Origine et histoire du Pont Valentré
Le pont Valentré, aussi appelé pont du Diable, est un pont fortifié du XIVe siècle (et non du XVIe comme mentionné dans certaines sources) franchissant le Lot à Cahors. Construit entre 1308 et 1378 sur décision des consuls de la ville, il servait de forteresse pour défendre Cahors contre les attaques venues du sud, notamment pendant les guerres franco-anglaises. Son architecture unique, avec trois tours carrées à mâchicoulis et six arches gothiques, en fait un exemple rare de pont militaire médiéval. Il n’a jamais été attaqué, ni par les Anglais ni par Henri IV, prouvant son efficacité dissuasive.
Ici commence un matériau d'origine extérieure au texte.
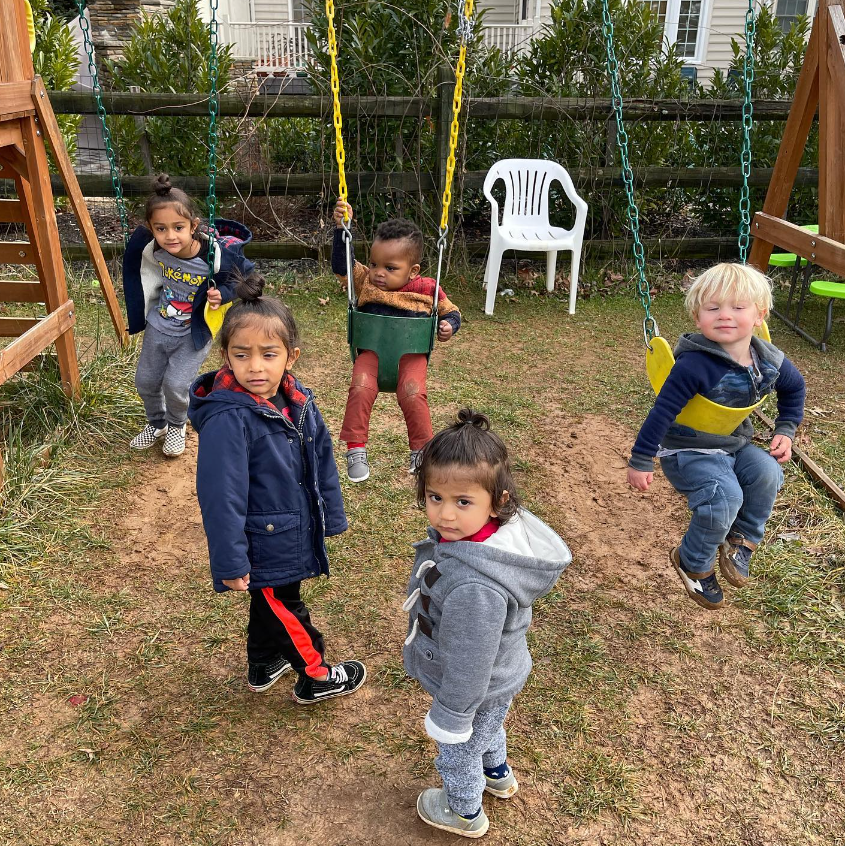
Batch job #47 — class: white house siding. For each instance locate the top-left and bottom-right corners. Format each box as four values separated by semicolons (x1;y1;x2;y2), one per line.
698;0;748;82
479;0;519;26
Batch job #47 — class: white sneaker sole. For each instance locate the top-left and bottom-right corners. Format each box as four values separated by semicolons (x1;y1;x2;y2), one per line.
484;779;519;799
291;667;367;705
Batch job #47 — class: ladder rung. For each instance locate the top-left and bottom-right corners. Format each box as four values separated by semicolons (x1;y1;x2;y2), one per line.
0;280;47;303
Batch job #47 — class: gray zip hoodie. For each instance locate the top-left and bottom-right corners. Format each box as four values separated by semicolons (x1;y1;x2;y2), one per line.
402;510;572;743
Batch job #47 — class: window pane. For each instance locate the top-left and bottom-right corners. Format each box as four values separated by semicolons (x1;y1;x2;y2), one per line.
775;0;807;32
675;0;701;59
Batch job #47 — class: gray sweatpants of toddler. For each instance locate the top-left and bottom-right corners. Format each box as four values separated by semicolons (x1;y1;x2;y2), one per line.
434;702;510;816
135;325;211;429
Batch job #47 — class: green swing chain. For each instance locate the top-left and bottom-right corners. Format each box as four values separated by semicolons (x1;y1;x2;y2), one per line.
739;0;757;264
76;0;129;246
208;0;220;286
602;0;656;349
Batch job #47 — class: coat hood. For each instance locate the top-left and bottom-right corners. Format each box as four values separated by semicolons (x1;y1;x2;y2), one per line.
421;509;572;608
675;332;784;368
188;367;311;432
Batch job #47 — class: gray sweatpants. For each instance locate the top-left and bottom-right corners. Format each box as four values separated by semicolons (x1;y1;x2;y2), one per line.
135;325;211;429
434;702;510;816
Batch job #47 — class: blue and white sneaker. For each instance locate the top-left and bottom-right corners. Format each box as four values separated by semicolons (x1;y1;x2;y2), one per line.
484;762;519;799
719;535;757;587
669;546;725;611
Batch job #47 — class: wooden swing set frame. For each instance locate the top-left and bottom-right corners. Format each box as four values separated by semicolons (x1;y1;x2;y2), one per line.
0;0;127;408
749;0;845;277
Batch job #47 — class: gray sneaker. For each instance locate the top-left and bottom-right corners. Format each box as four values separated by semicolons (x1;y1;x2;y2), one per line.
346;447;370;482
129;423;167;449
417;787;490;837
161;423;185;458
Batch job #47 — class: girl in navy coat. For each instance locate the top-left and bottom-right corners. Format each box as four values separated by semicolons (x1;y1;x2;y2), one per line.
188;274;367;705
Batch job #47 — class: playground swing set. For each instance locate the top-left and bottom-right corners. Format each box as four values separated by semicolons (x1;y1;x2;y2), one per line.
0;0;845;505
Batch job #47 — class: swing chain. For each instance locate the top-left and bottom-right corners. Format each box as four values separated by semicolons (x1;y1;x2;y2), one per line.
76;0;129;246
208;0;220;287
435;0;475;238
326;0;355;308
602;0;660;349
739;0;757;264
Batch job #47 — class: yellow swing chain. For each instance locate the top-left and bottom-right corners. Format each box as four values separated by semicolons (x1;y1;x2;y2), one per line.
432;0;475;314
326;0;355;305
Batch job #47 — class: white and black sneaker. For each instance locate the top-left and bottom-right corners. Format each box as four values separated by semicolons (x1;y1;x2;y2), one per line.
346;447;370;482
161;423;185;458
129;423;167;449
669;546;725;611
293;661;367;705
248;657;291;693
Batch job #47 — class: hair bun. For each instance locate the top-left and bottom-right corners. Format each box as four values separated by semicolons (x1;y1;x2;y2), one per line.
235;273;265;303
153;173;173;197
457;408;490;432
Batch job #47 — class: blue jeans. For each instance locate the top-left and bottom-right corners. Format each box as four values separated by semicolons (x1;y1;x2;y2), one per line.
660;444;783;575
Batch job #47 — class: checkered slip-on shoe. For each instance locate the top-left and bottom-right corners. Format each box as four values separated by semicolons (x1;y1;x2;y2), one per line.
129;423;167;449
161;423;185;458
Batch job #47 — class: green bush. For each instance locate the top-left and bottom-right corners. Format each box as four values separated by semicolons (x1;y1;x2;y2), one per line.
31;0;82;161
106;0;237;186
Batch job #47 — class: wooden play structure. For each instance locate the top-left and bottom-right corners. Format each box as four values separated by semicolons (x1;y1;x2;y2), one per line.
749;0;845;322
0;0;126;396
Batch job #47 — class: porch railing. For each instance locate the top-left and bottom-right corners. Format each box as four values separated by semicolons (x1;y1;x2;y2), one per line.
220;20;539;73
220;20;311;73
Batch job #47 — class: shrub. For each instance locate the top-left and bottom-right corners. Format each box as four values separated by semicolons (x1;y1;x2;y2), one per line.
31;0;82;161
106;0;236;187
La légende locale raconte qu’un pacte avec le Diable aurait accéléré sa construction : le maître d’œuvre, exaspéré par la lenteur des travaux, aurait promis son âme en échange de l’achèvement du pont. Rusé, il demanda au Diable d’aller chercher de l’eau avec un crible à la source des Chartreux, tâche impossible. Furieux, le Diable aurait alors fait desceller chaque nuit la dernière pierre de la tour centrale, prolongeant le chantier sur 70 ans. En 1879, l’architecte Paul Gout y ajusta une pierre sculptée d’un diablotin pour perpétuer la légende.
Classé monument historique dès 1840 et inscrit au patrimoine mondial de l’UNESCO en 1998 (chemins de Saint-Jacques-de-Compostelle), le pont Valentré est un symbole de Cahors. Rénové au XIXe siècle, il est aujourd’hui réservé aux piétons et attire plus de 250 000 visiteurs annuels. Il figure aussi parmi les grands ponts remarquables du sud de la France, aux côtés du viaduc de Millau ou du pont du Gard.
Son nom viendrait peut-être de balandra (salamandre en occitan), animal associé au Diable, ou de bélandre, un bac à fond plat utilisé avant sa construction. Le pont marqua un tournant économique pour Cahors en créant un nouvel axe est-ouest, remplaçant l’ancienne voie nord-sud. Une chapelle dédiée à la Vierge, dans le châtelet occidental, le protégeait spirituellement.
Représenté sur des timbres français (1955, 2008) et andorrans (1974), le pont inspire aussi les arts : peintures, gravures (Eugène Pujol, Jean Dieuzaide), et une bande dessinée (Le Diable du pont Valentré, 1990). Son image est même reproduite dans le parc France Miniature. Aujourd’hui, il reste un passage emblématique de la Via Podiensis (pèlerinage de Compostelle) et du GR 36.